Exactly one year ago, Carter — his mother Gina Tolleson was married to Alan from 1994-99 — was playing hockey with his father at Pickwick Gardens skating rink in Burbank, California, when Alan collapsed. He died of a “ruptured aorta” in a hospital later that day.
Tanya, who married Alan on May 7, 2005, in Cabo San Lucas, Mexico, also tweeted a touching tribute in honor of her husband.
“It’s been 1 year today – how I miss my best friend, husband, best companion in all things. The hole in my heart has yet to heal, but I know you are still with me,” wrote Tanya, who also shared a photo of the couple on his family’s Carpinteria ranch.

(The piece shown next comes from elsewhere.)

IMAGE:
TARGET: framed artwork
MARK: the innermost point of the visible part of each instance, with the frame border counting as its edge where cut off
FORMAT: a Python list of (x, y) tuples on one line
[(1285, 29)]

“I can’t wait to see the path god has planned for me,” Tanya, 41, continued. “One day we will be reunited. I love you H ~always & forever , W.”
In an interview with Access Hollywood at the end of October, Tanya admitted that she “didn’t want to live” in the wake of his death.
“I’m ashamed to admit it, but at one point I didn’t want to live — I really didn’t,” she told Kit Hoover and Natalie Morales. “And if I didn’t have my family and my friends to listen to me and to hold my hand and to give me the love, the nurturing that I needed, I wouldn’t be standing here in front of you right now.”
Of the things she misses most about Alan, Tanya said, “I miss his sense of humor. I miss his smell. I miss his touch. I miss him telling me how beautiful I am every day.”
Although she is mourning the loss of her husband, she continues to keep his presence alive in their home.
“He left his glasses here that morning and they’re still here. I refuse to move them,” she said of the reading glasses that sit on his bedside table. “What I did keep here in the bathroom are all his colognes. His colognes are all here and what I do sometimes, when I just want to smell him, I’ll just spray his pillow and I’ll go to bed. And believe it or not, that’s kind of soothing for me.”